Mr Matthew Turnbull, a town planner who gave evidence on behalf of the applicant, considers that the proposed housing density is acceptable for essentially five reasons.
First, Mr Turnbull notes that the development satisfies the maximum plot ratio of 1.5:1 prescribed by cl 2(a) of the Precinct Policy and considers that "it is therefore logical that if the overall bulk and scale of the development meets the requirements of the Scheme and Policies it should be supported". However, the fact that the development complies with the maximum plot ratio or that a building of comparable bulk and scale could be designed to accommodate a smaller number of units with larger floor areas in compliance with the maximum permitted dwelling density does not mean that, if approval were to be granted, the development would be consistent with the conservation of the amenities of the locality or that the significant non‑compliance with the maximum permitted dwelling density in this case would not have any undue effect on the property in, or the inhabitants of, the locality.
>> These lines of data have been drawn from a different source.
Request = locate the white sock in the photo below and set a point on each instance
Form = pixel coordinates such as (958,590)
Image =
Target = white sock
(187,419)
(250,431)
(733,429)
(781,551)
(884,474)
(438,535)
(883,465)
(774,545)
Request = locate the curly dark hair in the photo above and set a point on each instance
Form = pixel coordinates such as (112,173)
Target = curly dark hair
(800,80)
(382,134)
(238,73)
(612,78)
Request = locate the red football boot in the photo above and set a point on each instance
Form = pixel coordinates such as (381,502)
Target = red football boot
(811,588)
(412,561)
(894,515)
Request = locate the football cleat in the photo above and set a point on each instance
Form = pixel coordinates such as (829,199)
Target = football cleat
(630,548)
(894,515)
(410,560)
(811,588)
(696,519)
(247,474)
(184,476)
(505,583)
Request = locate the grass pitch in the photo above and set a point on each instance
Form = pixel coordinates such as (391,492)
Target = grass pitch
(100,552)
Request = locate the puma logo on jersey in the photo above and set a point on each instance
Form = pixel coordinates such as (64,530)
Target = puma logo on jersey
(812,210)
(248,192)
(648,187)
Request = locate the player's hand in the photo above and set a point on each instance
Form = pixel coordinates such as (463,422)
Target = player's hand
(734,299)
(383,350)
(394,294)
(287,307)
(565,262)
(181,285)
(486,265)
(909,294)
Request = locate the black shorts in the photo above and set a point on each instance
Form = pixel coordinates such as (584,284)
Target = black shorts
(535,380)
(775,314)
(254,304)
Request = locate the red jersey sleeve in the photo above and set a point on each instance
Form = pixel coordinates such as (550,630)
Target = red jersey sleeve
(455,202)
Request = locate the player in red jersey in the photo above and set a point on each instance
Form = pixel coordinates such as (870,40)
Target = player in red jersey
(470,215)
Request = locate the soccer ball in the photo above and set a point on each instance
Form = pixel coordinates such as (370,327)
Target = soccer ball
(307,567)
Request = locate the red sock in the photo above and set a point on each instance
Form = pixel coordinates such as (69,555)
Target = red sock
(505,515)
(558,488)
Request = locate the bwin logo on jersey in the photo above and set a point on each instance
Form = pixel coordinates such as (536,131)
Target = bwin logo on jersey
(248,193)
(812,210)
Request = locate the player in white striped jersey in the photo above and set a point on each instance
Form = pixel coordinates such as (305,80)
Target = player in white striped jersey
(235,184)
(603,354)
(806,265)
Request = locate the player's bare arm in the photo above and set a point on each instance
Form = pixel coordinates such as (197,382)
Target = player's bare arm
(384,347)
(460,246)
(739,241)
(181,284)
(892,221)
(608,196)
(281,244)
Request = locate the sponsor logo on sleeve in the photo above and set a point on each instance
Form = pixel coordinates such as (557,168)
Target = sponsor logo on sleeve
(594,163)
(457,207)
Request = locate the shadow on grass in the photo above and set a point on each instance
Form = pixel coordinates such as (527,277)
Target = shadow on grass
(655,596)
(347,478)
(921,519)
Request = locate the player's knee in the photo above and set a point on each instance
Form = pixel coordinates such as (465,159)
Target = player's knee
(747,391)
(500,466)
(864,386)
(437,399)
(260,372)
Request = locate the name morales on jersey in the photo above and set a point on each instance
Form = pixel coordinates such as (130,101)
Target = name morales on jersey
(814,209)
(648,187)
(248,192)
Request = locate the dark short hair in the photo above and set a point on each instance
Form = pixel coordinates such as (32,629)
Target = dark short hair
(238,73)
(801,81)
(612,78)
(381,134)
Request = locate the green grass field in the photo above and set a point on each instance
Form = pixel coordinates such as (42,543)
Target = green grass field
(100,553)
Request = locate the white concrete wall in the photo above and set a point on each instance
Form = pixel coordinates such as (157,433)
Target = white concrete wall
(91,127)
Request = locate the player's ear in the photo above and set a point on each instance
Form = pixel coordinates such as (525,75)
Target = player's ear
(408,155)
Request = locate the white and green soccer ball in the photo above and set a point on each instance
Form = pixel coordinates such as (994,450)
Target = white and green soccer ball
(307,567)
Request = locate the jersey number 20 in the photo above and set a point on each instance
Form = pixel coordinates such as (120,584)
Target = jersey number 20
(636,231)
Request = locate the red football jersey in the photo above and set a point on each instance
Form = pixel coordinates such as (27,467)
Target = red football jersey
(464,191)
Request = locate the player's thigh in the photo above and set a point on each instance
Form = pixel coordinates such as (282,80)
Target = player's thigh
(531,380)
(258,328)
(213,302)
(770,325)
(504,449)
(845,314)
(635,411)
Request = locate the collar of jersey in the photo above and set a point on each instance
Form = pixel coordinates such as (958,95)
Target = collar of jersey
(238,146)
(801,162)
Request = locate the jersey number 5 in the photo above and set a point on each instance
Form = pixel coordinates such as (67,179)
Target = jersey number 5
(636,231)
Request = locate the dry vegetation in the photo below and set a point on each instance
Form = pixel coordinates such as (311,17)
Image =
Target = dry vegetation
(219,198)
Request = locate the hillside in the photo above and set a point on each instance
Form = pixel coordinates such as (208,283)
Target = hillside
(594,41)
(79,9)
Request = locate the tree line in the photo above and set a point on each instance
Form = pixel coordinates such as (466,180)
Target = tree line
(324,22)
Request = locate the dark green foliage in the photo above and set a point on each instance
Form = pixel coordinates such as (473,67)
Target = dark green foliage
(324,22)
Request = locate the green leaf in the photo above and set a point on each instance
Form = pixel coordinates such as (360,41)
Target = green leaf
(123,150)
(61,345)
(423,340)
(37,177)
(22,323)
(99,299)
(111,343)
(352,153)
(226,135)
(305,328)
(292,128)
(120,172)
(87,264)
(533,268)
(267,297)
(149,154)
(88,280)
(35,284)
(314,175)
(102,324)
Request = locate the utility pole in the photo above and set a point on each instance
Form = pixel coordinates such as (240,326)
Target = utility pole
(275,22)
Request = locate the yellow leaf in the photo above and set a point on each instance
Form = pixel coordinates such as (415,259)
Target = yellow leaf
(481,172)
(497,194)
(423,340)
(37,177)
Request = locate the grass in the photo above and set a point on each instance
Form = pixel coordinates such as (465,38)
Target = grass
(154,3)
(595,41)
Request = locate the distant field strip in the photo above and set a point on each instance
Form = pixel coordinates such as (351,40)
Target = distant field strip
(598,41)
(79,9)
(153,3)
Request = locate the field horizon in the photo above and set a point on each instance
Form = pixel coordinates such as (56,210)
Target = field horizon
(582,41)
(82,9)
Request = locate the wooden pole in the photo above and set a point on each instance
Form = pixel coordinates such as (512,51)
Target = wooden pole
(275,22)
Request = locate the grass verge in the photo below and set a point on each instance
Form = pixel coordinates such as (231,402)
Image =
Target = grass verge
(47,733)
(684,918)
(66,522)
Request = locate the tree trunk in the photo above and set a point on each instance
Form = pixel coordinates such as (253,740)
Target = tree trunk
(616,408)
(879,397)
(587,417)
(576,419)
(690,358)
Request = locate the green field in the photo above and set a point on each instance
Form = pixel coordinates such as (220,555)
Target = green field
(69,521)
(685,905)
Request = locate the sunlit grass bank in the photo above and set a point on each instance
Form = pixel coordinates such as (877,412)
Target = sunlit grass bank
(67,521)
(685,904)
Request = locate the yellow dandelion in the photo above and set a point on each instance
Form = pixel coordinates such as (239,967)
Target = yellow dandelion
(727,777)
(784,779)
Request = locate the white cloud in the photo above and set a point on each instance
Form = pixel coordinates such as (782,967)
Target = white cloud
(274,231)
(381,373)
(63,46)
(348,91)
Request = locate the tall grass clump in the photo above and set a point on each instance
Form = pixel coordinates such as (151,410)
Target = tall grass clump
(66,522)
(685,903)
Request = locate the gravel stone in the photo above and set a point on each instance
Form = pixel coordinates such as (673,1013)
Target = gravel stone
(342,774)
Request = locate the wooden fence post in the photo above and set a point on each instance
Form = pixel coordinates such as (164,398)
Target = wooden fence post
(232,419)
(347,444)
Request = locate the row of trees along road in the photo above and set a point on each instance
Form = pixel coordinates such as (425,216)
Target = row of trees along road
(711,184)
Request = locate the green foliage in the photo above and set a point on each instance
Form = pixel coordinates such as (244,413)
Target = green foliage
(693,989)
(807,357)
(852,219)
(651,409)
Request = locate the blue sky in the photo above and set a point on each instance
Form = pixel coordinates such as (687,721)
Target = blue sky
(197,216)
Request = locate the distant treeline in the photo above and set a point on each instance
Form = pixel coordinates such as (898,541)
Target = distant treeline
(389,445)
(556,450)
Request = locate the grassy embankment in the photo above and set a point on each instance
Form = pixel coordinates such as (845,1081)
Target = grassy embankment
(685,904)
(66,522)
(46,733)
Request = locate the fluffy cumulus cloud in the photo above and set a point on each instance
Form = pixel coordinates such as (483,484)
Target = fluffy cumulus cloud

Clause 39 of TPS 1 requires the assessment of the impact of the proposed development irrespective of what other development could have been proposed. Moreover, the Precinct Policy prescribes a maximum plot ratio of 1.5:1 and also a maximum permitted dwelling density of R80. It is not at all logical that simply because the development satisfies the maximum plot ratio, the significant exceedance of maximum dwelling density should be supported. If this were the case, then the housing density provision would have no purpose.
Second, Mr Turnbull undertook a study of high density development within 200 metres of the site and considers that "the proposed density reflects existing densities in the area that are of an inferior design and scale when compared with the proposed development". Mr Turnbull also considers that the Council has set a "recent precedent" by supporting a variation to the prescribed density requirements of the Precinct Policy in relation to a mixed use development of an office and 10 multiple dwellings at No's 135‑139 Cambridge Street. However, we do not consider that these matters make the proposed density acceptable for four reasons. First, as Mr Allerding pointed out, the developments identified by Mr Turnbull, of which the Council has records, date from 1968, 1976 and 1981, well before current planning controls. Second, the only developments cited by Mr Turnbull which have a comparable density to the proposal are in an area which is subject to a residential density coding of R160 under TPS 1. Third, none of the examples are in Nicholson Street. Finally, the Tribunal is not aware of the facts and circumstances associated with the approval of the mixed use development at No's 135‑139 Cambridge Street, although it is noted that that development appears to be considerably smaller than the proposal.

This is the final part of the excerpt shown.